Error with large box size refinement

olibclarke · July 18, 2024, 1:38pm

Tried running a NU-refinement with a large box size (1024px), it fails with the attached error (on an RTX-3090 card). Thoughts? I am running in low memory mode. It works when the particles are downsampled to 768px, so I assume it is a memory error of some kind, but it isn’t totally obvious to me looking at the error.

Cheers
Oli

Traceback (most recent call last):
  File "cryosparc_master/cryosparc_compute/run.py", line 115, in cryosparc_master.cryosparc_compute.run.main
  File "cryosparc_master/cryosparc_compute/jobs/refine/newrun.py", line 372, in cryosparc_master.cryosparc_compute.jobs.refine.newrun.run_homo_refine
  File "/home/exx/cryosparc/cryosparc_worker/cryosparc_compute/newfourier.py", line 417, in resample_resize_real
    return ZT( ifft( ZT(fft(x, stack=stack), N_resample, stack=stack), stack=stack), M, stack=stack), psize_final
  File "/home/exx/cryosparc/cryosparc_worker/cryosparc_compute/newfourier.py", line 122, in ifft
    return ifftcenter3(X, fft_threads)
  File "/home/exx/cryosparc/cryosparc_worker/cryosparc_compute/newfourier.py", line 95, in ifftcenter3
    v = fftmod.irfftn(tmp, threads=th)
  File "/home/exx/cryosparc/cryosparc_worker/deps/anaconda/envs/cryosparc_worker_env/lib/python3.10/site-packages/pyfftw/interfaces/numpy_fft.py", line 293, in irfftn
    return _Xfftn(a, s, axes, overwrite_input, planner_effort,
  File "/home/exx/cryosparc/cryosparc_worker/deps/anaconda/envs/cryosparc_worker_env/lib/python3.10/site-packages/pyfftw/interfaces/_utils.py", line 128, in _Xfftn
    FFTW_object = getattr(builders, calling_func)(*planner_args)
  File "/home/exx/cryosparc/cryosparc_worker/deps/anaconda/envs/cryosparc_worker_env/lib/python3.10/site-packages/pyfftw/builders/builders.py", line 543, in irfftn
    return _Xfftn(a, s, axes, overwrite_input, planner_effort,
  File "/home/exx/cryosparc/cryosparc_worker/deps/anaconda/envs/cryosparc_worker_env/lib/python3.10/site-packages/pyfftw/builders/_utils.py", line 260, in _Xfftn
    FFTW_object = pyfftw.FFTW(input_array, output_array, axes, direction,
  File "pyfftw/pyfftw.pyx", line 1223, in pyfftw.pyfftw.FFTW.__cinit__
ValueError: ('Strides of the output array must be less than ', '2147483647')

rbs_sci · July 18, 2024, 10:53pm

Definitely looks like a memory error from the pyfftw error.

Does dmesg say anything (need superuser permissions if running RedHat-based OS)?
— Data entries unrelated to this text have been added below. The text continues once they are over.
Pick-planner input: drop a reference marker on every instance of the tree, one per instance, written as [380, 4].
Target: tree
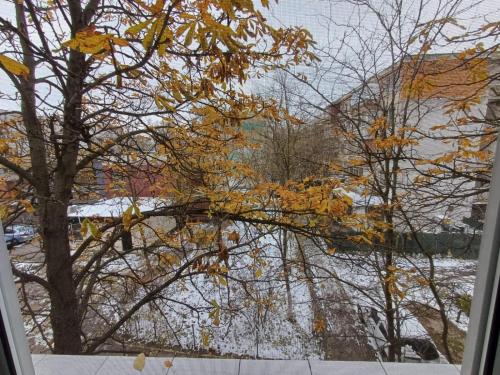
[399, 96]
[88, 78]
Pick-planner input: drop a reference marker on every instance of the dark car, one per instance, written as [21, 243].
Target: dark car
[18, 234]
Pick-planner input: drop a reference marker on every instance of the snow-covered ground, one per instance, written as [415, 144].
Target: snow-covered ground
[246, 313]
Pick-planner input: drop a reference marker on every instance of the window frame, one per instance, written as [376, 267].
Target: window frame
[17, 352]
[481, 354]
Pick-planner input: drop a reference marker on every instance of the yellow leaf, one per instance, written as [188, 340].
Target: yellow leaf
[319, 326]
[127, 218]
[140, 362]
[94, 231]
[205, 337]
[189, 35]
[27, 206]
[331, 251]
[234, 236]
[13, 66]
While GPU crashes in dmesg can be cryptic, if it’s specifically the GPU complaining it will confirm your hypothesis…

How many particles (GPU batch size) it is loading at a time?

1024 should be fine with LMM. Are you hitting Nyquist with 768? (Can try 960 pixels as still additive power of two…?)
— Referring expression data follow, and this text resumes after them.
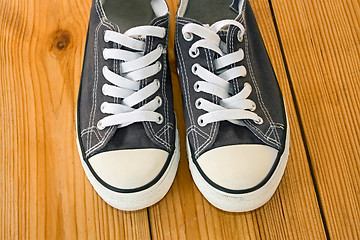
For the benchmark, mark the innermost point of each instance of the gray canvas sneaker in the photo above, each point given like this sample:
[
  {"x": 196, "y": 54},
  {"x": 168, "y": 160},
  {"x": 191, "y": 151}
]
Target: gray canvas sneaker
[
  {"x": 126, "y": 129},
  {"x": 237, "y": 131}
]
olibclarke · July 19, 2024, 2:21am

Will check re dmesg - not sure re batch size as I didn’t alter the defaults for that and can’t see where it is specified in NU-refine. Total number of particles was 50k. Will try 960px, thx!
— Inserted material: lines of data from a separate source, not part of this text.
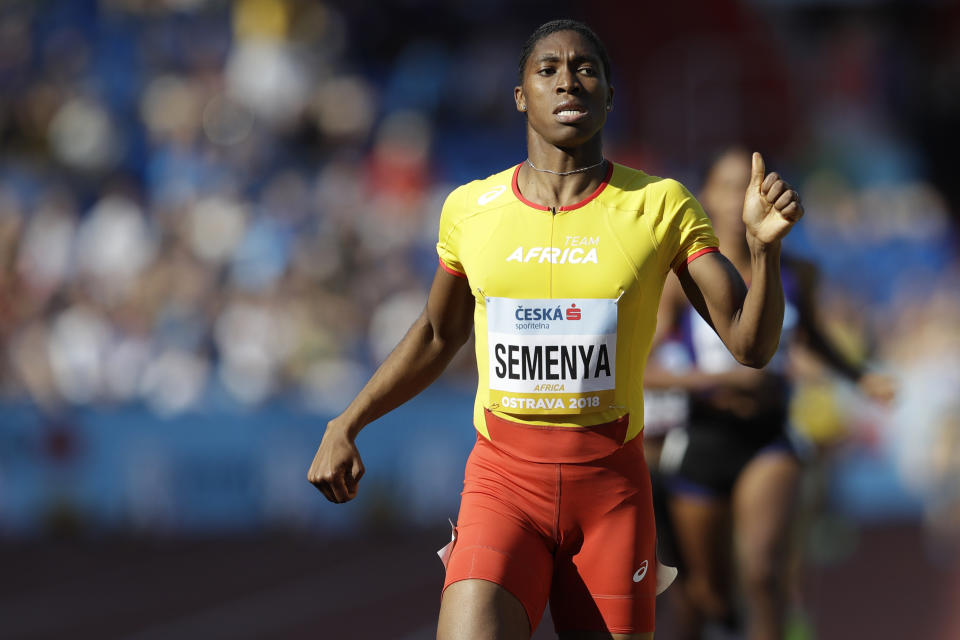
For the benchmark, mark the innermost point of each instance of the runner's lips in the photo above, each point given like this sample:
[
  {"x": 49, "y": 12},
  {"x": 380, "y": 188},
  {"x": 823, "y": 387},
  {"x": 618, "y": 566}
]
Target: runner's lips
[
  {"x": 570, "y": 105},
  {"x": 570, "y": 112}
]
rbs_sci · July 19, 2024, 2:26am

I think easiest place to check GPU batch is during refinement, e.g.:

 [CPU:  64.71 GB  Avail: 676.77 GB] -- THR 0 BATCH 500 NUM 309500 TOTAL 4033.1170 ELAPSED 16030.820 --

Where “BATCH 500” indicates it’s feeding the GPU 500 particles a go?

50K certainly shouldn’t be an issue, was half expecting you to say 1M+

olibclarke · July 19, 2024, 2:31am

Didn’t even get that far!

rbs_sci · July 19, 2024, 2:35am

Oh, whoops! But the initial model looks good? No corrupt particles? (grasping at straws a little with it crashing so early, sorry)

What is is converting from and to (box, angpix)?

olibclarke · July 19, 2024, 2:49am

Initial model was an ab initio (4.95Å/pix, 256px), converting to 1024px, 0.825Å/pix - same input model works fine with the same particle set downsampled to 768px though, so I don’t think it is a corrupt particle issue…

rbs_sci · July 19, 2024, 3:03am

Could you resample it with Volume Tools, then use the result, see if that works?

The 768 pixel boxes are from downsampled 1024 pixel that crashes? Or independent extractions?

olibclarke · July 19, 2024, 3:15am

Will test resampling the volume first! Particles are downsampled versions of the set that crashed

AndreGraca · July 20, 2024, 9:52pm

Hi @olibclarke!

I have had this problem, exactly as you describe, since v4.4 came out… I thought it was a GPU VRAM limitation, but never understood why as I would expect the particle stack to fit well within 24GB.

Out of curiosity: which job did you use to extract the particles?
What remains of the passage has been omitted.